AQA Computer Science GCSE (2022)
This is for the AQA GCSE in Computer Science which was examined for the first time in 2022. Everything here is up to date as of the very minor changes made in November 2022.
The AQA pages for the course are at: AQA GCSE Computer Science 8525
If you're looking to buy a revision book please make sure it's for the right syllabus and is up to date!
If you're not doing the AQA course you might still find elements of this stuff useful. But do take care – there are some quite big differences between exam boards in CompSci.
Exams and Assessment
There are two exams. These will take place during May or June of Year 11. Both of them are formal, written exams that you go nowhere near a computer to do.
Paper 1 – Computational thinking and programming skills: 2 hour written exam worth 50% of the mark. This assesses Units 1 and 2 and focuses on programming problems. You will have to write program code in Python for this. By hand.
Paper 2 – Computing concepts: 1 hour 45 minute written exam worth 50% of the mark. This assesses Units 3 to 8 and focuses on theory, with the odd calculation thrown in. It includes some questions requiring more extended writing and you will have to write SQL code. By hand.
Both papers are non-calculator.
There is no coursework or portfolio work in Computer Science.
The Units:
Each unit has its own section on the left menu bar:
- Algorithms
- Programming - data types, operators, selection, loops etc...

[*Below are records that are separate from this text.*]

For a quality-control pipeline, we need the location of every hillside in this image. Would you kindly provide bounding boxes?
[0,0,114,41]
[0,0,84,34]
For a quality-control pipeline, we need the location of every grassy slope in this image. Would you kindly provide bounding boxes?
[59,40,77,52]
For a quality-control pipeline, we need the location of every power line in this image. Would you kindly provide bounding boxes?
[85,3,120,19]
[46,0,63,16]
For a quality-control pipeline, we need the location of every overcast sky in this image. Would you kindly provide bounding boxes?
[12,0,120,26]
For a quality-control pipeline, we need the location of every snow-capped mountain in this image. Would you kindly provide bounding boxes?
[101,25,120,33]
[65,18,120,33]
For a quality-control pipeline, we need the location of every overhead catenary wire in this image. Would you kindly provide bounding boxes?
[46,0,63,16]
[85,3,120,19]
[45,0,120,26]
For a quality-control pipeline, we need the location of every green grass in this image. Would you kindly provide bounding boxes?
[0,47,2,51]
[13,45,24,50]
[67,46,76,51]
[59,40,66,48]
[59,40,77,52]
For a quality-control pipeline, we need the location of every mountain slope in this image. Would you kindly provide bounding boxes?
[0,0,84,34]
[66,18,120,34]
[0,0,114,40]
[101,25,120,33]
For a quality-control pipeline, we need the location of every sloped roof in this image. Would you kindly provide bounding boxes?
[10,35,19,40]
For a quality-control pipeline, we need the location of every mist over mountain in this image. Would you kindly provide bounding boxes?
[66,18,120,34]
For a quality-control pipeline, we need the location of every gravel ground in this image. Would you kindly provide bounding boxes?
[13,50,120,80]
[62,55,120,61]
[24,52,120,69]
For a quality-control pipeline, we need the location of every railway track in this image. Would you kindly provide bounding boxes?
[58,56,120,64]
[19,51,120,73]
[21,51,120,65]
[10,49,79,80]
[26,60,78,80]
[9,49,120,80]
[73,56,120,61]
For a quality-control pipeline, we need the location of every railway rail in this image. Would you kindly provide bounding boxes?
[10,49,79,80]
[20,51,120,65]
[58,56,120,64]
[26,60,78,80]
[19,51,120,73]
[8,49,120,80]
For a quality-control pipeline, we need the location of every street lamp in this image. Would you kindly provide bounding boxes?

- Data Representation - including binary, hexadecimal, images and sound
- Computer Systems - hardware and software
- Networks
- Cyber security
- Databases including writing SQL
- Ethical, legal and environmental issues
Pseudo-code and Programming code:
Pseudo-code will be used in Paper 1 as a way of presenting some programming questions. This is just a way of writing computer code that everyone can understand without getting into specific programming language syntax.
You need to be able to read the exam board style of pseudo-code and understand what it means.
You then need to be able to understand and write programming code in a real programming language. There is a choice of programming languages, but I focus just on Python.
There is an exam board guide to pseudo-code syntax on the AQA website.